There are a couple of styling cues that are distinct to muscle cars such as a large body, a big displacement engine, and a long hood to name a few. This vintage Pontiac had the longest hood for any production car in 1969 and it housed a 428-cubic-inch V8 beast. The Grand Prix SJ isn’t your typical muscle car; it’s more inclined to the personal luxury coupe segment which is why it has a more opulent interior and better material on surfaces. From a stop, it would take about six and a half seconds to get to 60 mph, not too shabby considering the car weighed significantly more than other muscle cars of the era.

2 Chrysler Hurst 300

Via PerformanceDrive

Being unusually long with for sure added more weight to the car. At 18.5 feet long, the Chrysler Hurst had a lot of heft to carry around especially in the corners, try 4,400 pounds for a number.

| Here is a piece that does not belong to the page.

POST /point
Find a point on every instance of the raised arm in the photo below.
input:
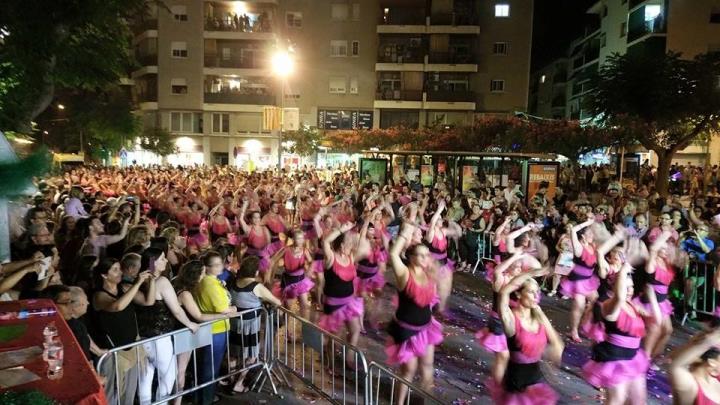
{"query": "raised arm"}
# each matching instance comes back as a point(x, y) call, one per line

As it would later show, 375 horsepower could propel the bulky muscle car from 0-60 at 7.1 seconds. Not incredibly impressive especially for today’s standards but in light of its ridiculous weight, it’s nothing short of a surprise.

Only 500 Chrysler Hurst 300’s were built which makes the car one of rarer muscle cars out there. If you were wondering why the vehicle weighed so much, take a look at the interior and see that Chrysler spared no feature to put in the Hurst 300.

1 AMC SC/360 Hornet

Via Wikimedia Commons

The Hornet’s predecessor failed to conjure up some sales in the 60’s which also affected its later models. The last entry was to a certain extent a big muscle car and on the other hand, we have here the Hornet which is an incredibly small vehicle. Being small, it didn’t have much weight; this meant that the engine didn’t have to be the biggest and baddest to have a 0-60 time of 6.7 seconds. A measly 285 horsepower was all it took to have fun in this tiny pony car meant for a more vivacious driving style. However good a car may be on paper; if it didn’t have a big engine, it wasn’t a muscle car, at least for Americans.